T cells are the major organizers of the adaptive immune response, and a target of viruses, such as HIV and HTLV-1, that cause currently incurable diseases. T cells develop from hematopoeitic stem cells that reside in the bone marrow. This process is governed by incompletely understood gene regulatory mechanisms that execute the T cell genetic program.

Our laboratory investigates gene regulation during T cell development. We use both in vivo transgenic mouse models as well as newly developed technology for in vitro T cell development from embryonic stem cells. Our focus has been on the regulation of the gene locus encoding the alpha chain of the T cell receptor (TCRa), particularly its locus control region (LCR). The TCRa LCR has powerful properties that provide a linked gene with a predictable pattern of gene expression in terms of level, developmental timing and cell-type distribution. It also bears a strong, but poorly understood, insulation capacity that provides LCR-linked transgenes with integration site-independence when inserted into the genome. Our work to date has identified numerous sub-sequences of the TCRa LCR that support its various properties. Molecular investigations of these sequence elements (and their interactions) are expected to reveal components required for completion of T cell development. It will also provide tools to establish robust, predictable and reliable therapeutic gene expression in T cells via eventual gene therapy applications.

Select Publications: 

Gomos-Klein J, Harrow F, Alarcon J, Ortiz BD. CTCF-independent, but not CTCF-dependent, elements significantly contribute to TCR-alpha locus control region activity. J Immunol. 2007 Jul 15;179(2):1088-95.

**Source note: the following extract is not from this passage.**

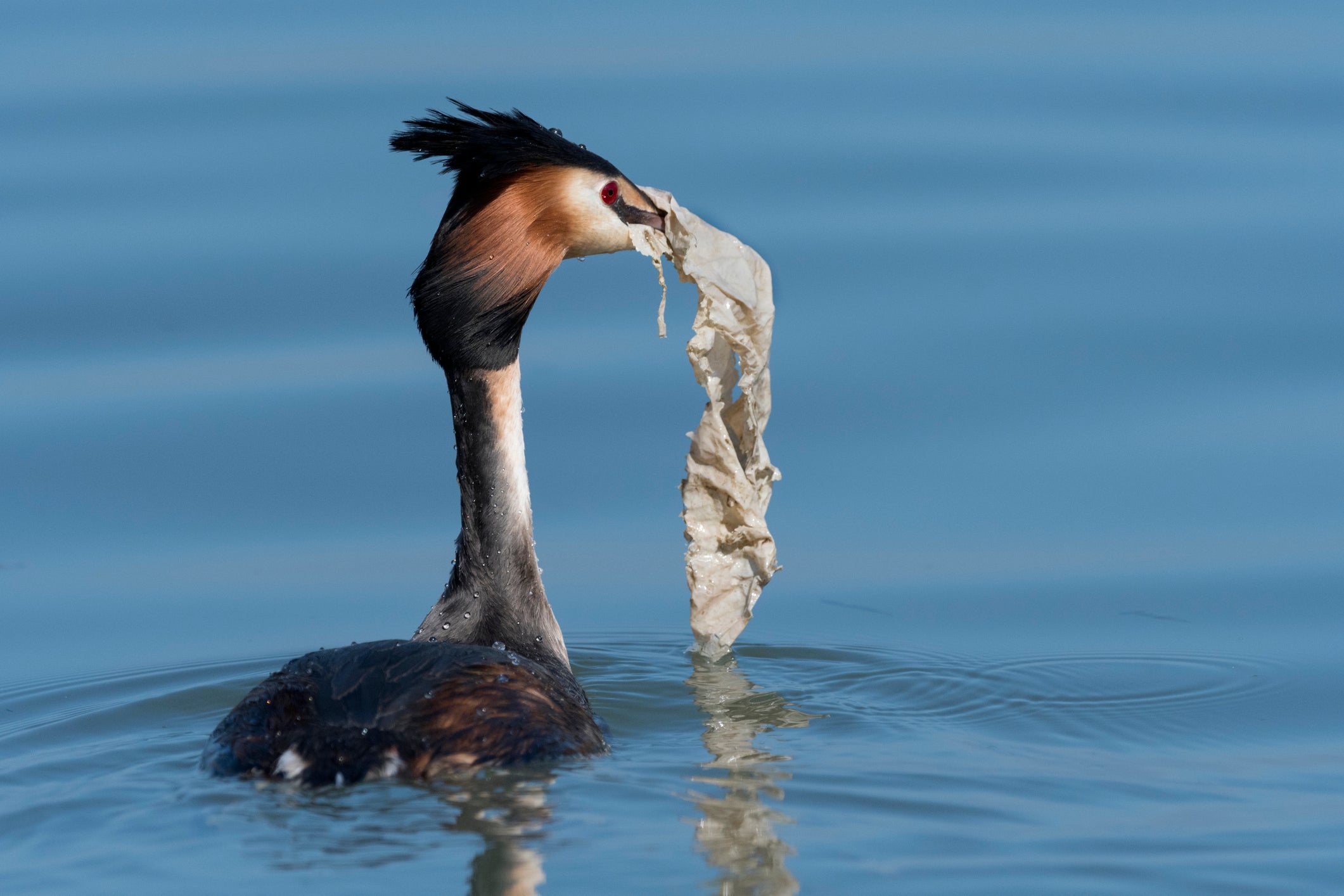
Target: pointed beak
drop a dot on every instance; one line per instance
(632, 215)
(640, 210)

Harrow F, Ortiz BD. The TCRalpha locus control region specifies thymic, but not peripheral, patterns of TCRalpha gene expression. J Immunol. 2005 Nov 15;175(10):6659-67.

Harrow F, Amuta JU, Hutchinson SR, Akwaa F, Ortiz BD. Factors binding a non-classical Cis-element prevent heterochromatin effects on locus control region activity. J Biol Chem. 2004 Apr 23;279(17):17842-9.